Stephen Pianovich (@SPianovich)
(Ed. Note: This article is part of CoBL's 2015-16 College Season Preview, which will run from October 2-November 13, the first day of games. For the complete rundown, click here)
Two Philadelphia products won’t be flying under the radar in the CAA this season.
Both Towson’s John Davis (Neumann-Goretti) and James Madison’s Yohanny Dalembert (Lower Merion) were named to the preseason All-conference second team on Tuesday after having breakout campaigns in 2014-15. The pair was two of four Philly players to be represented on the two preseason all-conference teams.
Each junior has established himself as one of the top players in the 10-team league after relatively quiet freshman seasons.
Davis is a high-motor, 6-foot-5 forward who posts rebound numbers like a 7-footer. Dalembert – a Haiti native and half-brother of NBA player Samuel Dalembert – caught the attention of opponents last season as he grew into his 6-foot-8, 230-pound frame and became one of the better post players in the conference.
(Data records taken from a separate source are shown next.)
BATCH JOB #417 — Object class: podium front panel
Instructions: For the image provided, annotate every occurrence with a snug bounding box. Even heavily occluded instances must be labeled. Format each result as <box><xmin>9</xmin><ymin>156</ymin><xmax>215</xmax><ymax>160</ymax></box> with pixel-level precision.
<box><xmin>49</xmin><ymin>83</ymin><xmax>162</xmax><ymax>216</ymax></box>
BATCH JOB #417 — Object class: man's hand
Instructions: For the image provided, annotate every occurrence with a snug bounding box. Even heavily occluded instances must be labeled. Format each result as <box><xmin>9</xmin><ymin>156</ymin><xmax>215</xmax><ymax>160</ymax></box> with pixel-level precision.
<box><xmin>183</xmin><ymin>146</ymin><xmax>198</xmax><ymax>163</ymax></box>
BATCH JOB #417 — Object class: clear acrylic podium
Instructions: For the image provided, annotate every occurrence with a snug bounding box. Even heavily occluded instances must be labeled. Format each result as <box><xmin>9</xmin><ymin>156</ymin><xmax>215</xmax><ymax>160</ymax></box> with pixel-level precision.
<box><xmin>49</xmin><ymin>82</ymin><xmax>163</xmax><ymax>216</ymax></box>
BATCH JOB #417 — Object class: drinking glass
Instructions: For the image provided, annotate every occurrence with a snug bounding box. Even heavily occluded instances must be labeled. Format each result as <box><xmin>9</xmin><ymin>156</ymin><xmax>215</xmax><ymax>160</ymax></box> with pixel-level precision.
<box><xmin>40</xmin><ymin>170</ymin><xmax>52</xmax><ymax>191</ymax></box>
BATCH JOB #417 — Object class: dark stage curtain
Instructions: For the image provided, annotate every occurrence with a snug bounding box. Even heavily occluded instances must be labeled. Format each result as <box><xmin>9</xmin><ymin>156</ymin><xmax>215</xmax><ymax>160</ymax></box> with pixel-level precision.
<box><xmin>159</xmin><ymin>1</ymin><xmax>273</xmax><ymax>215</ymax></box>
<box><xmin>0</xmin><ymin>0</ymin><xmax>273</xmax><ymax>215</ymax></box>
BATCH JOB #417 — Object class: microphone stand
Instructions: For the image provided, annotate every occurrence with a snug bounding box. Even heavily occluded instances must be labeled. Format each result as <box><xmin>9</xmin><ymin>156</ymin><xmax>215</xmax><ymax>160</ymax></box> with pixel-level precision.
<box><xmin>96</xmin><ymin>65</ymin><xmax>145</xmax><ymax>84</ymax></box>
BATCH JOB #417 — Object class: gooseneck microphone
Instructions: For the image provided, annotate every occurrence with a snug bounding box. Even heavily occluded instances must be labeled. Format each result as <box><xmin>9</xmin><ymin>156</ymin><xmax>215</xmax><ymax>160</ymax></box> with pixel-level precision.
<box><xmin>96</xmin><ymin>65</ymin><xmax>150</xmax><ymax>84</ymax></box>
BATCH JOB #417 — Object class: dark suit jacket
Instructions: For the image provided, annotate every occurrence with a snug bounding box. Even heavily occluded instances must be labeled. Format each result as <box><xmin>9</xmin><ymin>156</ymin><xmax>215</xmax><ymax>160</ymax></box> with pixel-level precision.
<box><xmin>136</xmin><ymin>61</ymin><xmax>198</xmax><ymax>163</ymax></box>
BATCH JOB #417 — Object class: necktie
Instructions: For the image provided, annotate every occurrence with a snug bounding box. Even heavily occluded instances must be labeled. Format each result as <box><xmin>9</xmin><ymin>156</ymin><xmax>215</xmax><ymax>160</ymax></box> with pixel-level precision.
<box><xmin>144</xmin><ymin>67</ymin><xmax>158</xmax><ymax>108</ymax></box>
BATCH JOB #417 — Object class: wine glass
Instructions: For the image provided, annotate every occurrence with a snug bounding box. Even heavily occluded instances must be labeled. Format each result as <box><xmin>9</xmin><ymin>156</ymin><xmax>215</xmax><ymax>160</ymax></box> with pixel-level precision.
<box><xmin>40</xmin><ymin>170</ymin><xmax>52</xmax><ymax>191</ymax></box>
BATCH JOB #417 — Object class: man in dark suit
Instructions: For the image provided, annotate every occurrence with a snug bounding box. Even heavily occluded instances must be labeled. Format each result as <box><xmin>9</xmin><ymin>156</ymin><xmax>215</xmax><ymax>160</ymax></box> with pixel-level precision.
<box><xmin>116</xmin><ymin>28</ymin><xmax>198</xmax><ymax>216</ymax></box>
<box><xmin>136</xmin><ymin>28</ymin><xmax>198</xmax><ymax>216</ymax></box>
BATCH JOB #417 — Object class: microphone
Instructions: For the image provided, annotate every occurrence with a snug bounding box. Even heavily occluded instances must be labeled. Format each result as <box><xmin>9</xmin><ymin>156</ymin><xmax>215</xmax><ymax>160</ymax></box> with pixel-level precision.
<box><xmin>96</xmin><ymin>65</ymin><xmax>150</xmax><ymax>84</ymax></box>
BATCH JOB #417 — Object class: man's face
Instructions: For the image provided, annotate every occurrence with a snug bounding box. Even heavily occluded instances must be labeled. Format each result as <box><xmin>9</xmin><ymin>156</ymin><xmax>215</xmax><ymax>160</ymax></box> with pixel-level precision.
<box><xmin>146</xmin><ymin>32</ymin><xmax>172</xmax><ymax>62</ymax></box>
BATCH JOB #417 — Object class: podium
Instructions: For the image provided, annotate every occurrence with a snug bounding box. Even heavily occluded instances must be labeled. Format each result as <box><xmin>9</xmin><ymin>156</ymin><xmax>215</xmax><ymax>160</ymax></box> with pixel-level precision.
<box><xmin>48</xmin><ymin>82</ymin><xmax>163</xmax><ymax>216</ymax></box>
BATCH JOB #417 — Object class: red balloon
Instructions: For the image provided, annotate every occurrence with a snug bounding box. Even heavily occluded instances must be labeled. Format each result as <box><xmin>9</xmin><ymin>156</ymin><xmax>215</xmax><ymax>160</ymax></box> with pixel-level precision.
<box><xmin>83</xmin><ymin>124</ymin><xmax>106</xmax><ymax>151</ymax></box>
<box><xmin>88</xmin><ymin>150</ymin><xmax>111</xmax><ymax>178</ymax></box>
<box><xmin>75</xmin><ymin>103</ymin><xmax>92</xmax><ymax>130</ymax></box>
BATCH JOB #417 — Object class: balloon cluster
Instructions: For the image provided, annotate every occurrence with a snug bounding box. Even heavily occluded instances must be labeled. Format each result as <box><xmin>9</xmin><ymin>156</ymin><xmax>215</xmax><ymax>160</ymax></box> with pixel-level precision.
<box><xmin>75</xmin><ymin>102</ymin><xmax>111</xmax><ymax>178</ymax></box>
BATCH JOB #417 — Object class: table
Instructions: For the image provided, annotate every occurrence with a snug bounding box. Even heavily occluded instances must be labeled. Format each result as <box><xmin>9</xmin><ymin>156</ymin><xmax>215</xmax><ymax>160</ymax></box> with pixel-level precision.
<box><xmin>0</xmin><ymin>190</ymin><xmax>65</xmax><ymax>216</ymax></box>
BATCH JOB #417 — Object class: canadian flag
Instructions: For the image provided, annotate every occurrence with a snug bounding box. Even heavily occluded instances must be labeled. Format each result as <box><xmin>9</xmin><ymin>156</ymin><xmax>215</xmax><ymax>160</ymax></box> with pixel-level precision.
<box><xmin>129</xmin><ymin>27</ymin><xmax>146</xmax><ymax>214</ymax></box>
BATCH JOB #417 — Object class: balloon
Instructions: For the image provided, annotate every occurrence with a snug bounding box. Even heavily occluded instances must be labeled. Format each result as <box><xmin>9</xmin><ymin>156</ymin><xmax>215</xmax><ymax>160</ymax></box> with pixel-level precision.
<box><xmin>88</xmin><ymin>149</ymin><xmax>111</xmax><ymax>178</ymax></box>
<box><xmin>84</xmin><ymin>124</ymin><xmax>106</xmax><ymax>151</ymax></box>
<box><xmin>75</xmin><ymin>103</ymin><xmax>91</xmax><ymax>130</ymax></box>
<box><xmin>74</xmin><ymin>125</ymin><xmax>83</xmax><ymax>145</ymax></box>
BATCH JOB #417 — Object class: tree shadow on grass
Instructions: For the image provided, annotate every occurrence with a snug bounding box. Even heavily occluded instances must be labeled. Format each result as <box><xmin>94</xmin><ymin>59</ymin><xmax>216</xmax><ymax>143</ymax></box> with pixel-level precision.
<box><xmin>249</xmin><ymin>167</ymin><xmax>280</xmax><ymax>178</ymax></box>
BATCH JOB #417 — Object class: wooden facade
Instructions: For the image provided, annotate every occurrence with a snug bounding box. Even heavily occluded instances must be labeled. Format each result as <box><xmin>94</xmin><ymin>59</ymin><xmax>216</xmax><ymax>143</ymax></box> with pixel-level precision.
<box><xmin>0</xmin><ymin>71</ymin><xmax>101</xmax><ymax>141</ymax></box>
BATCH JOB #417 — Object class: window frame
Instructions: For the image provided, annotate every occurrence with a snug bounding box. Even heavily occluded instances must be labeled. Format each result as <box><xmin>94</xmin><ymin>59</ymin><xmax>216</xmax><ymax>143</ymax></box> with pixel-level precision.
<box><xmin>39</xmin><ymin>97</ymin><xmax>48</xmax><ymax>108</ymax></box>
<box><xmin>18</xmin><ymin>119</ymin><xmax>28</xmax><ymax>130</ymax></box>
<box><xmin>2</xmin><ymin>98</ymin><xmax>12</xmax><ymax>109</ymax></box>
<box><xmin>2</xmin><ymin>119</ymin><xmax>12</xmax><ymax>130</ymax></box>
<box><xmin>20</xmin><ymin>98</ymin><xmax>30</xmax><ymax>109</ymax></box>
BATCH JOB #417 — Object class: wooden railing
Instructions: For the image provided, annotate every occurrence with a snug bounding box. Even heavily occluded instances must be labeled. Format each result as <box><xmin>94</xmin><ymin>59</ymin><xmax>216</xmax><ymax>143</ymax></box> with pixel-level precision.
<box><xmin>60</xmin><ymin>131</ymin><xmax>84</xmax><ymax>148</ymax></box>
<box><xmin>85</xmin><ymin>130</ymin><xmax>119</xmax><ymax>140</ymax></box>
What can be the next step for both players? That was the question asked to their respective head coaches at Tuesday’s CAA media day.
For James Madison’s Matt Brady, part of the answer was simple. Dalembert only started playing basketball when he moved to the Philadelphia area in 2010. So as the young big man continues to learn, Brady expects the knowledge of basketball’s intricacies to aid Dalembert.
“He has quickness, but he can be unaware – that’s the word I’d use,” Brady said. “But his awareness is growing and that’s what we try to teach him, his awareness and knowing what’s about to happen.”
Dalembert used that quickness and his size to average 11.6 points and 6.0 rebounds per game last season and he started in all 33 of the Dukes’ games. It was a big jump from his freshman year when he averaged 2.3 points and 2.5 rebounds in 28 games (one start).
Brady noted he thought Dalembert had the potential to have that kind of season, he just didn’t think it would come last year.
“He had such a good sophomore year, from a lot of people’s perspective, it was unexpected,” Brady said. “From our perspective, it was a year quicker than we thought he would have. We expect him to have a very similar season. We’ve asked him to expand his range a little bit, he’s out there shooting 15-17-foot jump shots.”
Meanwhile in Baltimore, Towson coach Pat Skerry knows what he’s going to get in Davis: one of the least-fun guys to box out in the country.
The former Neumann-Goretti and Team Final player averaged 8.1 rebounds per game last season, the second-most in the CAA. He also averaged 11.8 rebounds per game and led the conference in double-doubles with 12.
Some good news for Skerry and bad news for anyone standing between Davis and a basketball, the coach said Davis is up to about 230-235 pounds this season from 215 last year.
“It’s funny, but his body has improved a lot,” Skerry said. “Not that it was bad before. But he looks like a guy who should be blitzing a guy on third downs. He plays like that, and (rebounding) is his greatest strength.”
Skerry did mention Davis is currently being slowed by a foot injury, but is hoping to have him on the floor when the Tigers tip off their season in Davis’ hometown at La Salle on Nov. 14.
Coming off a 12-20 (5-13 CAA) season, Towson was picked to finish seventh in the 10-team conference. Skerry will need to lean on Davis to help break into the top half of the league and he noted the junior has “turned himself into an all-conference guy, but what he’s really consumed with is winning.”
“He’s just a guy, as a coach, that you feel fortunate to be around,” Skerry said.